Pekanbaru (Riaunews.com) – Pelaksana Tugas (Plt) Gubernur Riau SF Hariyanto menyatakan dukungannya terhadap langkah Komisi Pemberantasan Korupsi (KPK) RI di Provinsi Riau. Ia menilai upaya tersebut sejalan dengan komitmen pemerintah daerah dalam mewujudkan tata kelola pemerintahan yang baik dan bersih (good and clean governance).

SF Hariyanto mengatakan Pemerintah Provinsi Riau menghormati seluruh proses penegakan hukum yang dilakukan KPK, termasuk pemeriksaan yang berlangsung pada Senin (15/12/2025). Ia menegaskan dukungan terhadap pemberantasan korupsi merupakan tanggung jawab bersama.

“Kami mewakili Pemerintah Provinsi Riau tentu menghormati langkah KPK. Bersikap mendukung upaya pemberantasan korupsi adalah bagian dari tugas kita semua,” kata SF Hariyanto.

Ia juga menanggapi informasi terkait temuan penyidik KPK yang akan dikonfirmasi kepada pihak-pihak terkait. Menurutnya, pemerintah daerah siap bekerja sesuai aturan dan tidak keberatan terhadap pengawasan lembaga antirasuah.

“Kalau tidak berbuat, kenapa harus alergi diawasi KPK. Insyaallah kita bekerja sesuai aturan yang berlaku,” ujar mantan Inspektur Investigasi Kementerian PUPR tersebut.

Sebelumnya, KPK menggeledah rumah dinas dan rumah pribadi Plt Gubernur Riau dalam rangka penyidikan kasus dugaan pemerasan dan gratifikasi. KPK menjelaskan penggeledahan tersebut berkaitan dengan perkara yang menjerat Gubernur Riau nonaktif Abdul Wahid.

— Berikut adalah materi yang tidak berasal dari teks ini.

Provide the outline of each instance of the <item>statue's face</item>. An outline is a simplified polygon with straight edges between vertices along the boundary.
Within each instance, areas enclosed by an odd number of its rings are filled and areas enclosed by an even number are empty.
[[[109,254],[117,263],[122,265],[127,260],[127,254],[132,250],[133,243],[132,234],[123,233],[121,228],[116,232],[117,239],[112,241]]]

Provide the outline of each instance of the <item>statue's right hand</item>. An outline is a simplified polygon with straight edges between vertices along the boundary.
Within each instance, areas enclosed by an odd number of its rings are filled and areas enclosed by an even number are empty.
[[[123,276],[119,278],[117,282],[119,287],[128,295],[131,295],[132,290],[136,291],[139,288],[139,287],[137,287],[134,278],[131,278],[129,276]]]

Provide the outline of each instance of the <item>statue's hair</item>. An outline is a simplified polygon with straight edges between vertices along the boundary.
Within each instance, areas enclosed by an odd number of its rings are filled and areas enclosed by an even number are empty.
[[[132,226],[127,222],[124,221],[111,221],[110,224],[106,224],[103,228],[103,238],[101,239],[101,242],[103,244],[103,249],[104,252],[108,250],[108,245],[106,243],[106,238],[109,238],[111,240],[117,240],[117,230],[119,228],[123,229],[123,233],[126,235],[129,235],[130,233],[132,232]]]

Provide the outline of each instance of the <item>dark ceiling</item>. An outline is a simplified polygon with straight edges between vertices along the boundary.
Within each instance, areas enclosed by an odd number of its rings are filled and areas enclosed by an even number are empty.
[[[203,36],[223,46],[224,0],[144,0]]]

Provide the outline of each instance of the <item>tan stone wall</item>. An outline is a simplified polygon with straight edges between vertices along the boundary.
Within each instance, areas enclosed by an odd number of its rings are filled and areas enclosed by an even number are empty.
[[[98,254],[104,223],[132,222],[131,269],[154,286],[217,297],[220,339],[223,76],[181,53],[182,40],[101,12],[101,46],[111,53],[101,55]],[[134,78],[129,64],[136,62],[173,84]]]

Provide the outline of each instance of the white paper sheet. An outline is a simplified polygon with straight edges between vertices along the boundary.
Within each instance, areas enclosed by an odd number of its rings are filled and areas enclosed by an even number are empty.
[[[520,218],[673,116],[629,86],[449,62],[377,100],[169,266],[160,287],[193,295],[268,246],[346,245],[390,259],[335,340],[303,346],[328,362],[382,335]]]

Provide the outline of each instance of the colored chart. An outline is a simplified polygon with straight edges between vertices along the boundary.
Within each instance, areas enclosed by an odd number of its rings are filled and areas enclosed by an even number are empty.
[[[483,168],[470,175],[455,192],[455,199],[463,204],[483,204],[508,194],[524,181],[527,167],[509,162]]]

Kasus tersebut bermula dari operasi tangkap tangan pada awal November 2025. Dalam perkara ini, KPK telah menetapkan tiga tersangka, yakni Gubernur Riau nonaktif Abdul Wahid, Kepala Dinas PUPR-PKPP Riau Muhammad Arief Setiawan, serta Tenaga Ahli Gubernur Riau Dani M Nursalam.